5. The method of claim 1, wherein the dual view heteromorphic image characterization module learns the characterization of drugs and endogenous proteins at each view based on a neural network of images, and the dual view fusion prediction module then gives predictions in combination with the dual views, comprising:

the double-view-angle heteromorphic image coding module respectively codes an inner-layer molecular structure diagram of a chemical drug and an inner-layer molecular structure diagram of a biological drug and an endogenous protein by adopting a molecular representation learning method based on a graph neural network to obtain an inner-layer representation of each drug/endogenous protein;

setting initial node representations in the outer interaction graph, namely initial representations of the drug and the endogenous protein, as corresponding inner layer representations, and then extracting the outer layer representations of the drug and the endogenous protein from the outer interaction graph by the double-visual-angle-map encoding module by using a graph neural network suitable for the multi-relation map;

the dual-view fusion prediction module comprises an inner-layer scorer and an outer-layer scorer, the inner-layer scorer and the outer-layer scorer map the inner-layer representation and the outer-layer representation to the same space and align through maximum mutual information, and the inner-layer scorer and the outer-layer scorer respectively predict probability values of specific types of interactions of the medicine combination under the inner-layer view and the outer-layer view by using the inner-layer representation and the outer-layer representation.

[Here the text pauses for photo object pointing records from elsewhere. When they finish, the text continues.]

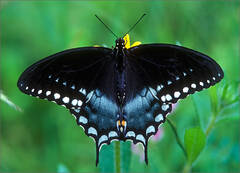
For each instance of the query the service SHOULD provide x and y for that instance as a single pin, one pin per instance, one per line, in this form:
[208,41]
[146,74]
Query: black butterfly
[120,93]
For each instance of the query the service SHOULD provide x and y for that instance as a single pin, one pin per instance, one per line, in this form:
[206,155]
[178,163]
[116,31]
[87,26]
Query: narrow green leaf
[194,141]
[106,159]
[126,155]
[5,99]
[62,169]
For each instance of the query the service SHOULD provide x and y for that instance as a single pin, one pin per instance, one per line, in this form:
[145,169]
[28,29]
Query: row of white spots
[140,137]
[102,139]
[83,91]
[165,107]
[150,129]
[83,120]
[159,87]
[193,85]
[159,118]
[112,134]
[92,130]
[130,134]
[177,94]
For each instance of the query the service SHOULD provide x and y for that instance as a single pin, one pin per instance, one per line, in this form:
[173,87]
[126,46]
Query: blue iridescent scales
[120,94]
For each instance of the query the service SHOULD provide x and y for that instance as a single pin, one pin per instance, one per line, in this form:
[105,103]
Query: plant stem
[187,168]
[117,157]
[211,124]
[176,135]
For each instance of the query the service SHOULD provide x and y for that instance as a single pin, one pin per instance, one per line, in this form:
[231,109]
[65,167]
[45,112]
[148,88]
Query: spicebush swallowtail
[120,93]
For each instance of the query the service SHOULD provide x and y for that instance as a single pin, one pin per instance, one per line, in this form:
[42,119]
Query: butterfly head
[120,43]
[121,126]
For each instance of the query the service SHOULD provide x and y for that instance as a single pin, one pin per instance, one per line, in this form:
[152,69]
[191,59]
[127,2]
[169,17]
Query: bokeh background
[44,137]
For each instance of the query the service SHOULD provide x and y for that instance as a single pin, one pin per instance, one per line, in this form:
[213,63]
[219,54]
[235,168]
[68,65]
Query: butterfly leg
[97,153]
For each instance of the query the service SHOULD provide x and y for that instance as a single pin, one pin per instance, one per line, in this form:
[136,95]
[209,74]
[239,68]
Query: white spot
[56,96]
[150,129]
[168,97]
[121,129]
[89,96]
[193,85]
[73,87]
[177,94]
[159,87]
[79,102]
[163,98]
[102,139]
[83,91]
[83,120]
[130,134]
[48,93]
[66,99]
[159,118]
[185,89]
[92,130]
[112,134]
[153,91]
[165,107]
[74,102]
[140,138]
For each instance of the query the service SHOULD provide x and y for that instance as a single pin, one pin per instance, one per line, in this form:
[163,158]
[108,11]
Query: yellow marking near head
[127,42]
[123,123]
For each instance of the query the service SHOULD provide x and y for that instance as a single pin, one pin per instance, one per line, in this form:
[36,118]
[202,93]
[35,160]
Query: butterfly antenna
[135,24]
[106,26]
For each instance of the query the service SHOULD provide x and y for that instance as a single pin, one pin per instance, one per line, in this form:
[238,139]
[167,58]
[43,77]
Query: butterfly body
[120,93]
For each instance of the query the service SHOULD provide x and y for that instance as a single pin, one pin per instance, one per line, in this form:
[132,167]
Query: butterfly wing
[174,72]
[81,80]
[159,75]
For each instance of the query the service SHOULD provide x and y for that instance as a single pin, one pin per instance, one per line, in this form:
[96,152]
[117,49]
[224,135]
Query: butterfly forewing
[173,71]
[65,77]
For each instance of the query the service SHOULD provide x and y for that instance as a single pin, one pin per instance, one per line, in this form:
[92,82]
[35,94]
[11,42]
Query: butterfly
[120,94]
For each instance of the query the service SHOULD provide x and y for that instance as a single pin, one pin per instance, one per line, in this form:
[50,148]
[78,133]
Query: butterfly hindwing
[144,115]
[175,72]
[98,118]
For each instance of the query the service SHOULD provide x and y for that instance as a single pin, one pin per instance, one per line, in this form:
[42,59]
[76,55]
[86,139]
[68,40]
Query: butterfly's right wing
[82,81]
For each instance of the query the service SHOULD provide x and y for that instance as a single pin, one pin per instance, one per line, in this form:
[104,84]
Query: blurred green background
[44,137]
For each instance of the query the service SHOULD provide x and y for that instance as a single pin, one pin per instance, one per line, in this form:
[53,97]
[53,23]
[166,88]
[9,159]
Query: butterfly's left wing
[174,72]
[157,76]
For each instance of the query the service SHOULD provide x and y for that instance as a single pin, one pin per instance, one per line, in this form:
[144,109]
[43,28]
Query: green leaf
[126,155]
[5,99]
[194,141]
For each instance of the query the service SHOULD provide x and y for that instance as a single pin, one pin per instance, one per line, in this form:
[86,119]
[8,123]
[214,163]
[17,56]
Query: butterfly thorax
[120,82]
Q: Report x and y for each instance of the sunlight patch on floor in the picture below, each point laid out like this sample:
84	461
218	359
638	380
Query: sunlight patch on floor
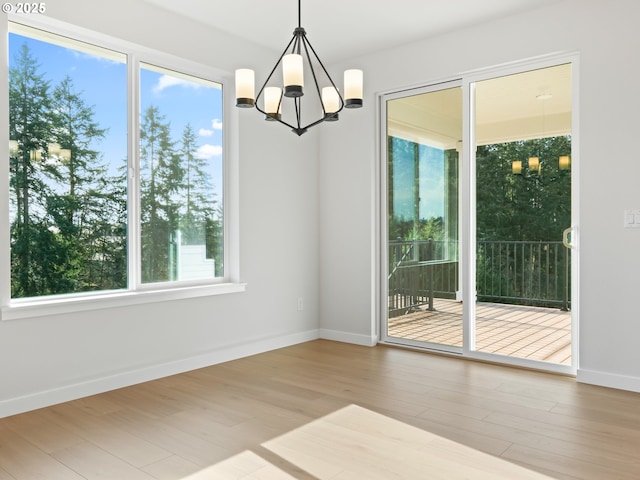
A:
356	443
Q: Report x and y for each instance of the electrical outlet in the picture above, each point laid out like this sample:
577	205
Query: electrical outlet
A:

6. The method of claim 1, wherein training the constructed model and adjusting the hyper-parameters thereof to obtain a multi-type drug interaction prediction model for chemical and biological drugs comprises:

training the double-visual-angle heteromorphic image coding module and the double-visual-angle fusion prediction module end to end in a gradient descending mode to enable the output of the double-visual-angle fusion prediction module to approach to a true value and be consistent, and simultaneously maximizing mutual information between the inner layer representation and the outer layer representation in a comparison learning mode to enable molecular structure information extracted from the inner layer to be injected into the outer layer representation which is more closely related to a multi-type drug interaction prediction task;

and adjusting the hyper-parameters of the model, training the model under the optimal parameter setting, and storing the outer layer representation of the medicine and the network in the dual-visual angle fusion prediction module as a medicine interaction prediction model.

7. An apparatus for constructing a model for predicting drug interaction, comprising:

8. A method for predicting drug interaction, comprising:

inputting the drug combination to be predicted and the type of drug interaction to be predicted into the drug interaction prediction model of claim 1 to obtain the prediction result.

9. A drug interaction prediction device, comprising:

a prediction module, configured to input a drug combination to be predicted and a drug interaction type to be predicted into the drug interaction prediction model according to claim 1, so as to obtain a prediction result.

10. An electronic device, comprising:

one or more processors;

a memory for storing one or more programs;

when executed by the one or more processors, cause the one or more processors to implement the method of any one of claims 1-6, 8.